Juan BURGOS, Plaintiff-Respondent, v. ALLCITY INSURANCE COMPANY, et al., Defendants-Appellants.

Decided: May 18, 2000

ROSENBERGER, J.P., WILLIAMS, RUBIN, SAXE and BUCKLEY, JJ. Gavin Handwerker & Mark Hankin, for Plaintiff-Respondent. Eleanor R. Goldman, for Defendants-Appellants.

Order, Supreme Court, New York County (Ira Gammerman, J.), entered on or about October 20, 1999, which denied defendants' motion to vacate a default judgment, unanimously reversed, on the law, the facts, and in the exercise of discretion, the motion granted and the judgment vacated on the condition that defendants pay plaintiff $1000.00 within 30 days of service of this order with notice of entry.

We find that the motion court's exercise of discretion, in denying defendants' motion to vacate, was improvident.   Defendant insurers established that their default, in this Insurance Law 3420[a][2] action, was excusable, pursuant to CPLR 5015[a], by sufficiently demonstrating a reasonable excuse, a lack of prejudice to plaintiff, the timeliness of the motion to vacate, and the existence of a meritorious defense (see, Frenchy's Bar & Grill v. United International Ins. Co., 251 A.D.2d 177, 675 N.Y.S.2d 31).   Their assertion of law office failure provided a reasonable excuse for the default, since they showed that their failure to forward the summons and complaint to their attorney and his subsequent default on the motion was not willful (see, CPLR 2005;  Barajas v. Toll Bros., 247 A.D.2d 242, 669 N.Y.S.2d 35;  see also, Sanchez v. Javind Apt. Corp., 246 A.D.2d 353, 667 N.Y.S.2d 708).   They asserted a meritorious defense by offering proof that the judgment exceeded the limits of the insurance policy at issue (see, Insurance Law 3420[a][2];  see also, D'Arata v. New York Central Mutual Fire Ins. Co., 76 N.Y.2d 659, 563 N.Y.S.2d 24, 564 N.E.2d 634;  Holmes v. Allstate Ins.
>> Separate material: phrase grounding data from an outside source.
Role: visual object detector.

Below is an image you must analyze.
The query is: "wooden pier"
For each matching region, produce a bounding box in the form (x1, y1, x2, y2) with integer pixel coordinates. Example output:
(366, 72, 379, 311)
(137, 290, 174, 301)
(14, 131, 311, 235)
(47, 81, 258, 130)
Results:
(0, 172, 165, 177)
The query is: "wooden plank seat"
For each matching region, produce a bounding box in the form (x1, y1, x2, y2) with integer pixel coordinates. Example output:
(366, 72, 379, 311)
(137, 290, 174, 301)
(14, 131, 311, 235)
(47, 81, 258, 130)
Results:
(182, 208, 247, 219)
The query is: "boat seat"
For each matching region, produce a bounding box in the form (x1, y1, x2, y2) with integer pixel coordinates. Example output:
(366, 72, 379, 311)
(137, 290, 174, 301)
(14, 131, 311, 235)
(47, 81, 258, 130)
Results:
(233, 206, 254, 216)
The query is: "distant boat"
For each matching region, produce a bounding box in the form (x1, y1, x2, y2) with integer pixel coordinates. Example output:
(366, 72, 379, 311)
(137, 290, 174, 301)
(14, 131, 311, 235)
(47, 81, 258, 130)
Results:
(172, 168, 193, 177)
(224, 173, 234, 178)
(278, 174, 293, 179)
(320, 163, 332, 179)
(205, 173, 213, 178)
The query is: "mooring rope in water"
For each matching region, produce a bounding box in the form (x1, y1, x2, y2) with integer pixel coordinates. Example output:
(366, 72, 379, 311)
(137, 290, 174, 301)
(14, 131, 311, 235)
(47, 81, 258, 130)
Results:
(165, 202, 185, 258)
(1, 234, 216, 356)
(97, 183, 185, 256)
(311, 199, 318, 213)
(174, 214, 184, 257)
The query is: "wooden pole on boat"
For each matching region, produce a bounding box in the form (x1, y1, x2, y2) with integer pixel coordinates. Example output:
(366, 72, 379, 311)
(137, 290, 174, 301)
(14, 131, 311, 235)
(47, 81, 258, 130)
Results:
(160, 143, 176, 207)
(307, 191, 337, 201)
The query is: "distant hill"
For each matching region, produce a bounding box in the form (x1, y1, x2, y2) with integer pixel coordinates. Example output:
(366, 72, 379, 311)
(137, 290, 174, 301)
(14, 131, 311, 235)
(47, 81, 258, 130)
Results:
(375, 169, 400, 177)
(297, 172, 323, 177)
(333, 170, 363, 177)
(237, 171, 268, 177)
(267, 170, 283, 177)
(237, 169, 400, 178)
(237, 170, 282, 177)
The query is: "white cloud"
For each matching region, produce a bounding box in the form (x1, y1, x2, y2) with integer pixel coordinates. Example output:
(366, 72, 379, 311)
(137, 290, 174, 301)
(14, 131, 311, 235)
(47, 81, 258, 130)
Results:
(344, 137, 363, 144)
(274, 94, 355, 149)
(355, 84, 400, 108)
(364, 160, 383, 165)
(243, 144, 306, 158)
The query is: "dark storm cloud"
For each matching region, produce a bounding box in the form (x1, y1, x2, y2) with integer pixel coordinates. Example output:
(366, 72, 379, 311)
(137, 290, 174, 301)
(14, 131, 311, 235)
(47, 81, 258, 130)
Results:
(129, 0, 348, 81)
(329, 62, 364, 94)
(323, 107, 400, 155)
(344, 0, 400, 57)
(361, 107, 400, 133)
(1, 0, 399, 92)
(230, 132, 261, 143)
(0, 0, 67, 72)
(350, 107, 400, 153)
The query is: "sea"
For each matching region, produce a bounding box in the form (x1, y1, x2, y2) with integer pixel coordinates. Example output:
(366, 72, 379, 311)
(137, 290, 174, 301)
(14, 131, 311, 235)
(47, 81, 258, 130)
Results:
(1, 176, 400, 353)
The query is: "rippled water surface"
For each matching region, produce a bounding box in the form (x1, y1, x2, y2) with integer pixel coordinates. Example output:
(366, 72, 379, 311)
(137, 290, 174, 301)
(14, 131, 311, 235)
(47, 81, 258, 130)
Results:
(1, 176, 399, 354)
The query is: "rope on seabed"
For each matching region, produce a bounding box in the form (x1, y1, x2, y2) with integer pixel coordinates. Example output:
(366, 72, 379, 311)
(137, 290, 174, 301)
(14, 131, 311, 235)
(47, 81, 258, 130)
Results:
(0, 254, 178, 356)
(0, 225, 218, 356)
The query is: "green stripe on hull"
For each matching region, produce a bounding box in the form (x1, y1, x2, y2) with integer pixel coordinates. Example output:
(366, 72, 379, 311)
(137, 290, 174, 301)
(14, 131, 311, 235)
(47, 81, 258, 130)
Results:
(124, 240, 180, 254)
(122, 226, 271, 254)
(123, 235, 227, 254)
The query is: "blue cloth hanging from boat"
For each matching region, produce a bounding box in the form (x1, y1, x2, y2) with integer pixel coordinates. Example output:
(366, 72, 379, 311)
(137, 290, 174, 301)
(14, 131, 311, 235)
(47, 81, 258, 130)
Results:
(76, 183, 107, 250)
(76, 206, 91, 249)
Co., 33 A.D.2d 96, 305 N.Y.S.2d 563).   They contend that the only prejudice that plaintiff might suffer would result from this action having to be brought pursuant to § 3420 [a] [2];  if they prevail on their allegation that the insurance policy has a $10,000 limit, the statute requires that plaintiff's recovery in this action be limited to that amount.   Finally, defendants show that the motion to vacate was timely made, pursuant to CPLR 5015[a][1], inasmuch as they moved to vacate within a few weeks of receiving notice of the default.